Random Vector: Indicates that the initial SOM vectors will be constructed as random vectors
generated to reflect the magnitude of the data set. These initial vectors are not actual
expression vectors in the data set.
Neighborhood
The neighborhood options indicate the conventions (formulas) used to update (adapt) an SOM vector
once an expression vector has been added into a Node's neighborhood.
Bubble: This option uses the provided radius (see above) to determine which surrounding
SOM nodes are in the neighborhood and therefore are candidates for adaptation.
When this option is selected the Alpha parameter for scaling the adaptation is used directly
as provided from the user.
Gaussian: This option forces all SOM vectors in the network to be adapted regardless of proximity to the
winning node.
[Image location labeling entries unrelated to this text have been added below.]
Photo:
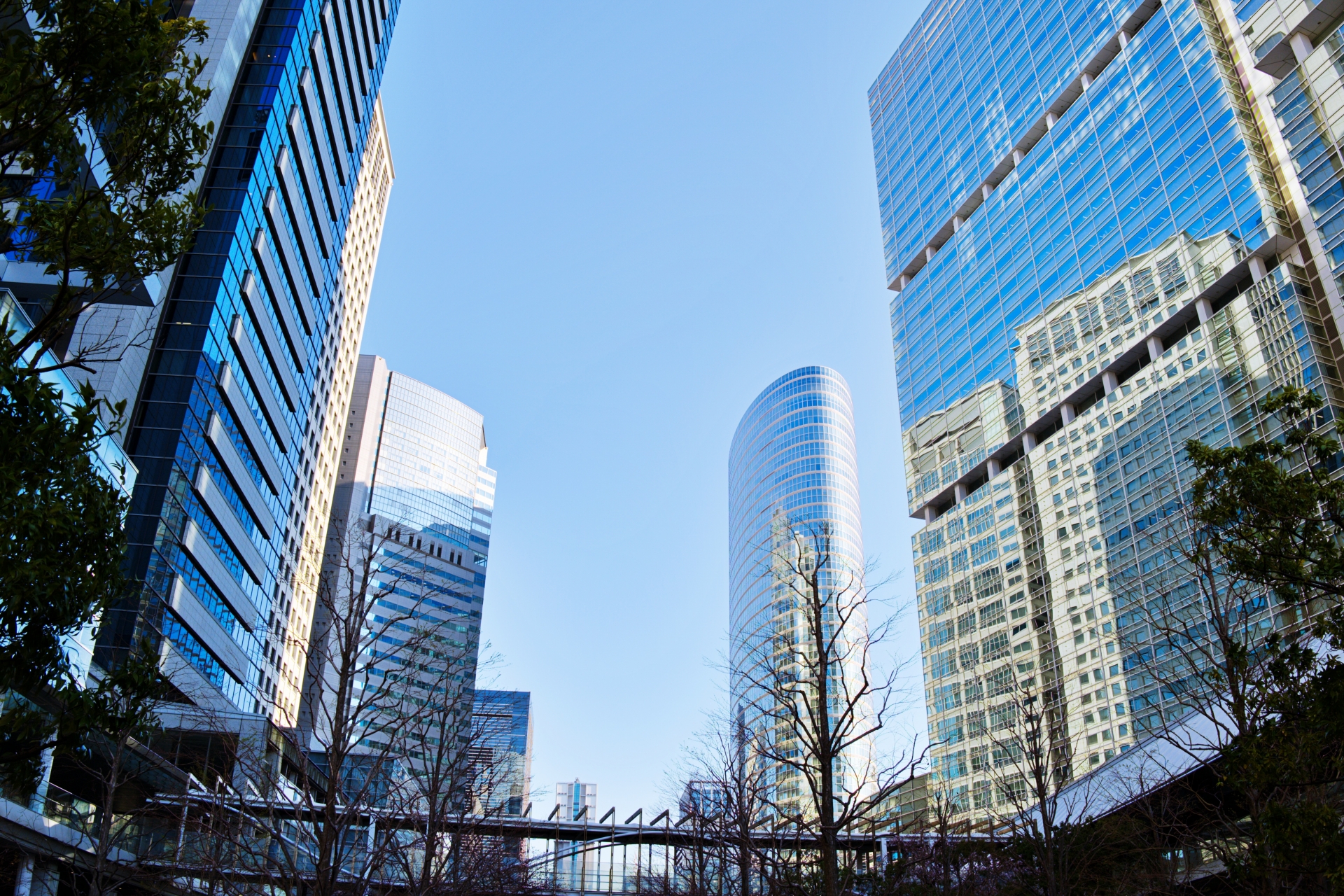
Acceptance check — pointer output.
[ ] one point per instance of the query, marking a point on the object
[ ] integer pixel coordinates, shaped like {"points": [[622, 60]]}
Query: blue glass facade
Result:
{"points": [[1094, 260], [792, 463], [1154, 148], [234, 394], [502, 734]]}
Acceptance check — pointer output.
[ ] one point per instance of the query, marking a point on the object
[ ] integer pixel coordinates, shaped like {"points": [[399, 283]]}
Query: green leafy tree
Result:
{"points": [[1269, 522], [101, 137], [62, 548]]}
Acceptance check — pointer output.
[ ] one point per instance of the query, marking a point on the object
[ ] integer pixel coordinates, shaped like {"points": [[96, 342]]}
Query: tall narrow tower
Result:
{"points": [[792, 466]]}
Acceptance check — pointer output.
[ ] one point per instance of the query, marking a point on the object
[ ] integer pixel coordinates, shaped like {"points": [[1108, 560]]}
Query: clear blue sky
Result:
{"points": [[613, 225]]}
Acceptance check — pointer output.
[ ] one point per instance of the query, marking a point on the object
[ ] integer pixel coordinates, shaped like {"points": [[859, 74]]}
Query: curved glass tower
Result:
{"points": [[792, 464]]}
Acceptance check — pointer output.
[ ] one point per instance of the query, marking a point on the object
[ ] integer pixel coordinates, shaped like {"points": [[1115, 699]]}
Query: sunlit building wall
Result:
{"points": [[246, 363], [1108, 232]]}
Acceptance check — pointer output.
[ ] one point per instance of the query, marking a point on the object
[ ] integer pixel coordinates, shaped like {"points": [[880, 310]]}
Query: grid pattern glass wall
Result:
{"points": [[1124, 276], [1155, 147], [792, 464], [226, 426], [502, 738]]}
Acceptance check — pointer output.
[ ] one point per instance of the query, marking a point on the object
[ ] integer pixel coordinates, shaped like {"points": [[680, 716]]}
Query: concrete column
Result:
{"points": [[1257, 266], [1155, 348], [23, 880], [1301, 46]]}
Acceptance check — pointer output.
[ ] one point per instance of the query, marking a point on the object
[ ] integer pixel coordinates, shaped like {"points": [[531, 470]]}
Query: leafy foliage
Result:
{"points": [[61, 566], [101, 113]]}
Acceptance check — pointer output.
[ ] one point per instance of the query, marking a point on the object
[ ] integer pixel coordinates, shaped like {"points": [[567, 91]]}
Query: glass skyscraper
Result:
{"points": [[238, 419], [414, 500], [1108, 232], [792, 465], [502, 738]]}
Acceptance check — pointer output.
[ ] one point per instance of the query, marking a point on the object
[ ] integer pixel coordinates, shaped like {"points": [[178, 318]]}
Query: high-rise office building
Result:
{"points": [[792, 468], [1108, 232], [233, 429], [502, 741], [413, 479]]}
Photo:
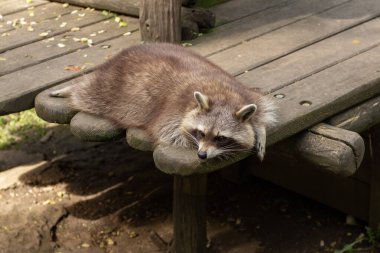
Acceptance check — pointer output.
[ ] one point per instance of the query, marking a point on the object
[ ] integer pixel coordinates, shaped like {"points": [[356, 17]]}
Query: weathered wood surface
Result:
{"points": [[259, 24], [360, 117], [163, 24], [326, 147], [30, 81], [40, 51], [12, 6], [189, 219], [374, 207], [313, 59], [33, 14], [314, 99], [129, 7], [293, 117], [343, 193], [295, 36]]}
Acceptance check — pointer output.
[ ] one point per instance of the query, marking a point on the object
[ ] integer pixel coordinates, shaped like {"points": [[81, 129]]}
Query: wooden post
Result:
{"points": [[189, 214], [374, 204], [160, 20]]}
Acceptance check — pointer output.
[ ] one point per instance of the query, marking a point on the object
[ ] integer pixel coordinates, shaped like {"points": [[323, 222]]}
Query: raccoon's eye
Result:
{"points": [[220, 138], [200, 134]]}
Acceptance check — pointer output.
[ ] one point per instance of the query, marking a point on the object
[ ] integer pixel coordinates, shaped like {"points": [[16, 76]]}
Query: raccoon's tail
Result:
{"points": [[62, 93]]}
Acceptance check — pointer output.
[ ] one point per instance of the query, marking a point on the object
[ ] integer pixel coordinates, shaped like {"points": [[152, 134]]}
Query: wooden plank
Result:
{"points": [[50, 28], [37, 14], [252, 26], [296, 36], [315, 58], [345, 194], [237, 9], [40, 51], [18, 89], [326, 93], [129, 7], [360, 117], [12, 6]]}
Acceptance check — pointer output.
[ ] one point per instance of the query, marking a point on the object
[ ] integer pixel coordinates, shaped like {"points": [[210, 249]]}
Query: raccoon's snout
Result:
{"points": [[202, 155]]}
In this case the Alpha parameter is scaled based on the distance between
the SOM vector to be adapted and the winning node's SOM vector.
Topology
Indicates whether the topology should be rectangular or hexagonal. If rectangular topology is selected
the node-to-node distance is determined as Euclidean distance within the two dimensional
x-y grid. If hexagonal distance is used an appropriate formula is used to determine the distance
given the coordinates of the two nodes.
Hierarchical Clustering
This check box selects whether to perform hierarchical clustering on the elements in each cluster
created.